Review of Shiner by Amy Jo Burns

Updated: Aug 21, 2020

The women's lifelong friendship felt like the heart of the story and was a fantastic element.

Teenage Wren is an only child growing up on top of a modern-day West Virginia mountaintop in a cabin that feels a million miles away from society. She and her family are surrounded by a cast of mountaintop characters intent on avoiding the constraints (and comforts) of town life, including moonshiners.


Her mother Ruby is smart and fierce, but somewhere along the way her youthful dreams of creating a path somewhere else--and a life bigger than the drudgery of marriage and motherhood--fizzled. Ruby's best friend Ivy allowed herself to be pulled into a marriage of limited love and to remain in the region with limited life trajectories out of loyalty to Ruby. The grown women's lives aren't what they envisioned, but they remain tightly bound and even (somehow, despite the many chores of their homespun lives) trek up and down the mountain to see each other daily. Wren understands their friendship to be the primary allegiance in each of their lives, and her mother keeps her at a distance although she does love her daughter.


Wren's father Briar is a serpent handler who came into leading the area's gas station church after being struck by lightning in his late teens and developing a knack for dramatic retellings of the event (and a milky white eye to which he attributes otherworldly gifts).

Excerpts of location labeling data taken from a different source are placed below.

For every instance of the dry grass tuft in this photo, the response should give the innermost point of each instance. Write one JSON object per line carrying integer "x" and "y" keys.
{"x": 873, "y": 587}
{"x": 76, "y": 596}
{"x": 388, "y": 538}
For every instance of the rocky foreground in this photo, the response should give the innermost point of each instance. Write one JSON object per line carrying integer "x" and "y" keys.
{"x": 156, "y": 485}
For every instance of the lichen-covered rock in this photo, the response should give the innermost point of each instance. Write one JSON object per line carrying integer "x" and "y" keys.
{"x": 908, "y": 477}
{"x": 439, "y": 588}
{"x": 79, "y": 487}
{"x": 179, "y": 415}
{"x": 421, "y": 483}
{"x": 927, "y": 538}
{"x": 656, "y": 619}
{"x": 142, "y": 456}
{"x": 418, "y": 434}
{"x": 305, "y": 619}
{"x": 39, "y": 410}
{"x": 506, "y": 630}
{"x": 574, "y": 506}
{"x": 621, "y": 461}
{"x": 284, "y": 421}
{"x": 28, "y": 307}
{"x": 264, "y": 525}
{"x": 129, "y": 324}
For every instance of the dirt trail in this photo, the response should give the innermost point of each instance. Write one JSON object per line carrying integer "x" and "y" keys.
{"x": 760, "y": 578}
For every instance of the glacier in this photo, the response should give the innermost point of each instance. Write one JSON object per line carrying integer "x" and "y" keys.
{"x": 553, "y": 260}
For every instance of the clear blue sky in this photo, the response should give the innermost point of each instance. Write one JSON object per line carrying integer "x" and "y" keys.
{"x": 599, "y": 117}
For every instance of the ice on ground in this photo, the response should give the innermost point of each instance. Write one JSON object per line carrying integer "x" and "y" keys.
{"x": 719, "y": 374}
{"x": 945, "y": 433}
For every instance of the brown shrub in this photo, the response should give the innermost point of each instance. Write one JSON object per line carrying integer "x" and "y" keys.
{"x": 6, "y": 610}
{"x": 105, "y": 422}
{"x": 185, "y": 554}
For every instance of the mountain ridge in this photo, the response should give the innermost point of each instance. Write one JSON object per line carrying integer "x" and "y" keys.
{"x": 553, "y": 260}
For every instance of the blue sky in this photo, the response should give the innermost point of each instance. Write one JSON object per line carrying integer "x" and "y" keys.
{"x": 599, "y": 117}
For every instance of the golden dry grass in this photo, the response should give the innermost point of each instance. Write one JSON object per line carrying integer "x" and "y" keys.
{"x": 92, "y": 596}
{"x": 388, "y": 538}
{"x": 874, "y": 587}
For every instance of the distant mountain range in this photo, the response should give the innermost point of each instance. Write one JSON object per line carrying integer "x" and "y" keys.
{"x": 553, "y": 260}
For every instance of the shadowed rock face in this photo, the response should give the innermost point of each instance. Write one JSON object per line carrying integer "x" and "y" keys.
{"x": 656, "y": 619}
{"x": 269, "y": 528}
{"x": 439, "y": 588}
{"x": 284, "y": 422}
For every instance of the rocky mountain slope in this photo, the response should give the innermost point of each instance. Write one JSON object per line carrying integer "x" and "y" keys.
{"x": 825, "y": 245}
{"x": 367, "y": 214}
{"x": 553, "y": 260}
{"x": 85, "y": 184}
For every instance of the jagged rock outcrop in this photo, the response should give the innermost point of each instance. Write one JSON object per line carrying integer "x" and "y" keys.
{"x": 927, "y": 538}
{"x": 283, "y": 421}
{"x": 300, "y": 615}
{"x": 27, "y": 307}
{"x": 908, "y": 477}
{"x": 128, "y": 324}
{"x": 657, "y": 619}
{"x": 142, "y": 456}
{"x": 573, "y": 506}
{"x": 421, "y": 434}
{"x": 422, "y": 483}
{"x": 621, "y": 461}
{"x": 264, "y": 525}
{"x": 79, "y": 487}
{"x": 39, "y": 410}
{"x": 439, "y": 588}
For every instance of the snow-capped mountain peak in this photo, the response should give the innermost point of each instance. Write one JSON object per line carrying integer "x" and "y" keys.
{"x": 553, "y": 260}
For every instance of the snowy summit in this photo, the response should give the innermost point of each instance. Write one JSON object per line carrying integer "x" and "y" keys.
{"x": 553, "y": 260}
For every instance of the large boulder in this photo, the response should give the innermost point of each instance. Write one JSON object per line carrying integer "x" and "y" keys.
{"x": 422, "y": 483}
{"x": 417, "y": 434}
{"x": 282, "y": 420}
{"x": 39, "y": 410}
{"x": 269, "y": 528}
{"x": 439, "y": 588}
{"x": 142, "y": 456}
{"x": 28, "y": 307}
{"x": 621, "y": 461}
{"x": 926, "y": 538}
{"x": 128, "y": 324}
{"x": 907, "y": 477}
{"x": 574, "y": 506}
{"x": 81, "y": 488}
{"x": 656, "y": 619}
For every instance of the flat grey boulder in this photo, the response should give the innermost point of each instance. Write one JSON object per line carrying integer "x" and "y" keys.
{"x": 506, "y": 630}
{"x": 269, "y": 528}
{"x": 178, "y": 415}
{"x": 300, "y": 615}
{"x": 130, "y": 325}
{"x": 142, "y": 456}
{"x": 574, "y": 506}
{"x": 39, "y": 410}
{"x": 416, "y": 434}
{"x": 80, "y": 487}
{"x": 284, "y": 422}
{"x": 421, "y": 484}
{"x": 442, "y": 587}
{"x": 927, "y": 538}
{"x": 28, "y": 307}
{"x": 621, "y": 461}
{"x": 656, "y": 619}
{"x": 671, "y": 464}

Wren is beginning to see holes in her father's larger-than-life persona and to doubt that he is exceptional after all.


When tragedy strikes and Briar attempts to address the crisis with words and faith rather than emergency medical attention, everything begins to unravel for the family, including long-held secrets that threaten to upend their lives completely.

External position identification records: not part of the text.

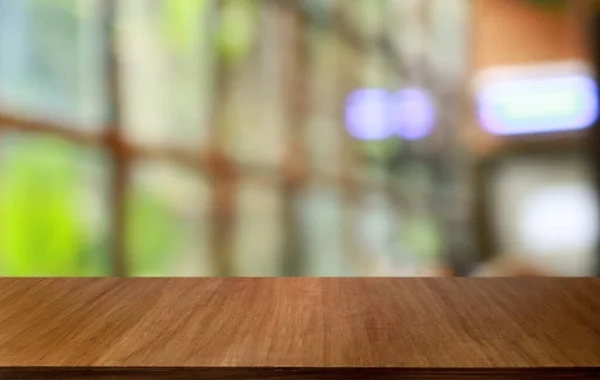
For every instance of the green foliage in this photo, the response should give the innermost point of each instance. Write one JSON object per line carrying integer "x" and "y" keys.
{"x": 235, "y": 30}
{"x": 40, "y": 230}
{"x": 152, "y": 235}
{"x": 181, "y": 20}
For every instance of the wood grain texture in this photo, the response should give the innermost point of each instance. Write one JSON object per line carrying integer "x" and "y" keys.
{"x": 304, "y": 328}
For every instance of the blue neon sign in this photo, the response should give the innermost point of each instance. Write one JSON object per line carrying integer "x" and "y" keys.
{"x": 538, "y": 105}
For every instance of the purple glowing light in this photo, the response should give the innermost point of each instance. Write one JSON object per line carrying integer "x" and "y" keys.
{"x": 413, "y": 114}
{"x": 367, "y": 114}
{"x": 376, "y": 114}
{"x": 539, "y": 105}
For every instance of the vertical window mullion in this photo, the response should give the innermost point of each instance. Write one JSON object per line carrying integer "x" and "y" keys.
{"x": 114, "y": 142}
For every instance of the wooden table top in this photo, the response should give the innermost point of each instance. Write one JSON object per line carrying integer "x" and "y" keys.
{"x": 313, "y": 328}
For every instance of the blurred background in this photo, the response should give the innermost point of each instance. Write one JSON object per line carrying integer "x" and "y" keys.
{"x": 298, "y": 137}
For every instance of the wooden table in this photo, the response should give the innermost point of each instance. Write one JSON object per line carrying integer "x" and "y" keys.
{"x": 299, "y": 328}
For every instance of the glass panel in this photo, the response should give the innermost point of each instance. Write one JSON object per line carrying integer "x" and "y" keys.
{"x": 320, "y": 211}
{"x": 166, "y": 57}
{"x": 544, "y": 213}
{"x": 257, "y": 106}
{"x": 323, "y": 127}
{"x": 259, "y": 230}
{"x": 52, "y": 61}
{"x": 167, "y": 222}
{"x": 53, "y": 208}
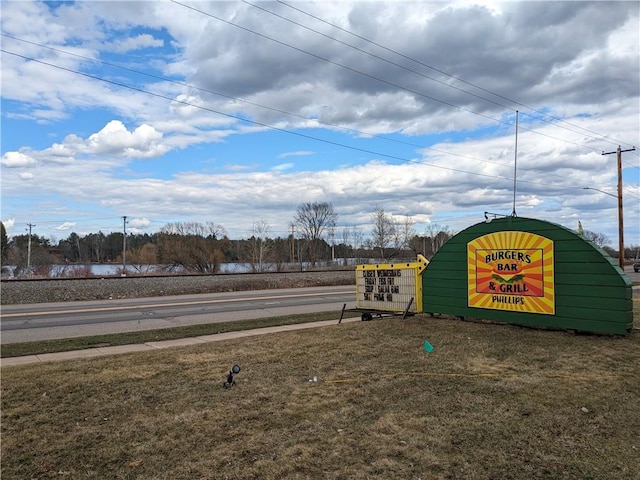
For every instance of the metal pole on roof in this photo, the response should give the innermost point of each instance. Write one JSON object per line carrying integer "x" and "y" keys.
{"x": 515, "y": 168}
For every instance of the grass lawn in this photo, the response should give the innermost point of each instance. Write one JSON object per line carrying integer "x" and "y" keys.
{"x": 489, "y": 402}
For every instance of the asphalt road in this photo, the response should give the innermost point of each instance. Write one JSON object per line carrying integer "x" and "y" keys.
{"x": 45, "y": 321}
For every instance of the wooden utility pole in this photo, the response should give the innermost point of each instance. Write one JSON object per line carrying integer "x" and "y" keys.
{"x": 293, "y": 245}
{"x": 620, "y": 221}
{"x": 30, "y": 225}
{"x": 124, "y": 247}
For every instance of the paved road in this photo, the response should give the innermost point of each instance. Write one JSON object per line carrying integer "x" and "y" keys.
{"x": 34, "y": 322}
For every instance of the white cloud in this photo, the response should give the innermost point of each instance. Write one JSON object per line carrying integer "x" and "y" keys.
{"x": 140, "y": 223}
{"x": 136, "y": 43}
{"x": 576, "y": 61}
{"x": 66, "y": 226}
{"x": 282, "y": 167}
{"x": 9, "y": 223}
{"x": 299, "y": 153}
{"x": 17, "y": 160}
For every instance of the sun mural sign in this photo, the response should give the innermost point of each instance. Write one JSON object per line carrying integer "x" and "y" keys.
{"x": 513, "y": 271}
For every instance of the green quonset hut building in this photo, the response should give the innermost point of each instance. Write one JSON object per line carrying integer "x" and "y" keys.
{"x": 529, "y": 272}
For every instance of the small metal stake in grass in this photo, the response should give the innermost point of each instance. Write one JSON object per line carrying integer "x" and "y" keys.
{"x": 230, "y": 382}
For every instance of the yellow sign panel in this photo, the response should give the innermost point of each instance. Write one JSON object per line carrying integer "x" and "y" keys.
{"x": 511, "y": 271}
{"x": 390, "y": 286}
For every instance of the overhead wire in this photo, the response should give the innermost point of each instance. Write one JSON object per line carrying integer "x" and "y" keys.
{"x": 598, "y": 136}
{"x": 248, "y": 102}
{"x": 283, "y": 130}
{"x": 373, "y": 77}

I love an Appalachian-set story. I felt like some of the feelings and reflections in Amy Jo Burns's Shiner were over-the-top dramatic, but the events within the faith-healing, folklore-driven community felt true and moved things along nicely. The women's lifelong friendship felt like the heart of the story and was a fantastic element.

What did you think?

The community's unfailing allegiance to a personality-over-substance faith leader reminded me of Godshot, although the tone is very different.